P.S. Brodawki są wywoływane też przez inne typy wirusa i umiejscawiają się w okolicach intymnych. Wtedy nazywa się je kłykcinami kończystymi. Konieczna jest wtedy wizyta u ginekologa lub urologa, zależnie od płci, bo mogą przyczyniać się do rozwoju nowotworów. Nieprawdą jest,że można się ich nabawić tylko przez kontakt seksualny. Można je usuwać metodą krioterapii lub preparatami na receptę: Aldara krem czy Condyline płyn. Uwaga na nieuczciwych lekarzy, szczególnie myślę o ginekologach, którzy potrafią naciągać Pacjentki i wykonywać przez kilka wizyt z rzędu zabiegi, inkasując kwoty kilkuset złoty za każdy.

Pozdrawiam, Ania

http://www.laserclinic.pl/efekt-04.html

6 komentarzy:

  1. Sam miałem problem z kurzajkami swego czasu. Próbowałem kilku sposobów i właściwie sam nie wiem, który okazał się skuteczny, ponieważ stosowałem je naprzemiennie. Jednak to dobry znak dla innych, że można się ich pozbyć. Najlepszy okazał się preparat WARTIX.

    OdpowiedzUsuń
  2. A mnie Wartix nie pomógł.

    OdpowiedzUsuń
  3. Tylko Wartix! Gdy już myślałam, że nic mi nie pomoże to dowiedziałam się o tym leku i postanowiłam spróbować. Jakie było moje zaskoczenie jak kurzajka zniknęła! Kurzajka zniknęła tak szybko, jak obiecał producent. Mogę szczerze polecić.

    OdpowiedzUsuń
  4. nie wiem co to za lekarz jeśli można tytułować go lekarzem który nie chce usunąć włókniaków na wizycie w ramach NFZ, że tylko prywatnie.
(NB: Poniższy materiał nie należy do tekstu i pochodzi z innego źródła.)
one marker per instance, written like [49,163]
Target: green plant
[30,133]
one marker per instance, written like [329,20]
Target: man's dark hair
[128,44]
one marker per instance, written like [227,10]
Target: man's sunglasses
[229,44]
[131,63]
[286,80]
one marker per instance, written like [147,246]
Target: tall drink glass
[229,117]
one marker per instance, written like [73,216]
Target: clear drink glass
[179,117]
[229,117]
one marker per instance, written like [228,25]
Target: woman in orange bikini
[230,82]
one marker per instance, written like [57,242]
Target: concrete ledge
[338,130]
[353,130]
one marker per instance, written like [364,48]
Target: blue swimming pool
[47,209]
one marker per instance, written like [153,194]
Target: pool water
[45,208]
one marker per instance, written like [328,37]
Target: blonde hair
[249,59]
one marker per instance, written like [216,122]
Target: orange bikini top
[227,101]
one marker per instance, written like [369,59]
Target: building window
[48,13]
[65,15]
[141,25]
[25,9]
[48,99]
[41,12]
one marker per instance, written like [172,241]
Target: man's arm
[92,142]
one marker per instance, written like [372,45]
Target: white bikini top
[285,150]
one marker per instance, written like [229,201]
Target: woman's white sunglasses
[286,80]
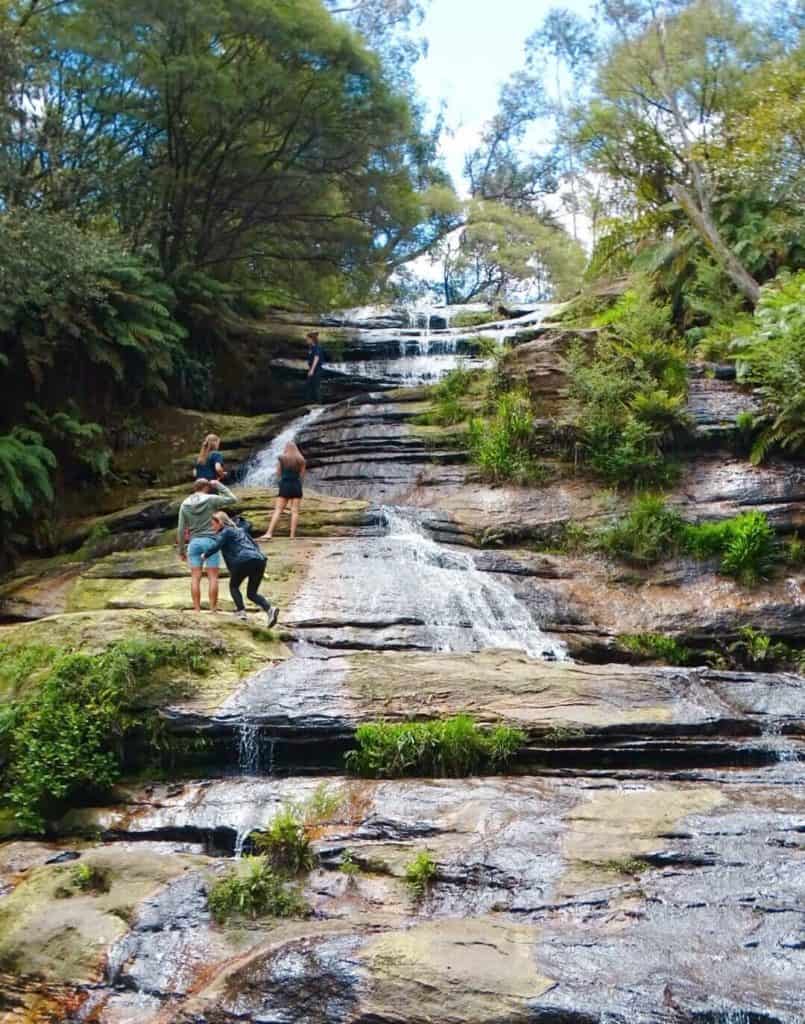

Jest to ABSURD nad ABSURDEM. Dwukrotnie byłam u dermatologa na usunięciu włókniaków i dwukrotnie usuwane były w ramach NFZ metodą wymrażania. Po zakończonym leczeniu odbyła się wizyta kontrolna w celu sprawdzenia miejsc po włókniakach w ramach NFZ i na tym koniec leczenia. Jakiś czas mam spokój z tym, nic nie odrasta. Polecam zmienić lekarza!!

    OdpowiedzUsuń
  5. Też miałam Wartix. Ale nie zadziałał. Wymrażanie kurzajki przez dermatologa też nie. Za to swietny efekt był po skórce z cytryny namoczonej w occie i przyłożonej tylko na kurzajkę na całą noc.
    Ja zrobiłam to tak: w plasterku wycięłam mały otwór i przykleiłam wokół kurzajki, na to cytrynka i wszystko zaklejone kolejnym plastrem i na 12 godz. Po nocy zaczęło się wygajać.

    OdpowiedzUsuń
  6. Wypaliłem kiedyś włókniaki laserowo, ale koszt 400zł i bolało, a znieczulenie a raczej- wkłucie. bolało jeszcze bardziej więc kazałem robić bez. Super efekt i praktycznie bezboleśnie usunąłem włókniaki samodzielnie sprężonym powietrzem- tym do przedmuchiwania np. kompa, a i cena kilkunastu złotych wydaje się być śmieszna, tym bardziej, że można potem jeszcze wyczyścić tym klawiaturę :) Filmik instruktażowy znalazłem chyba na spryciarzach.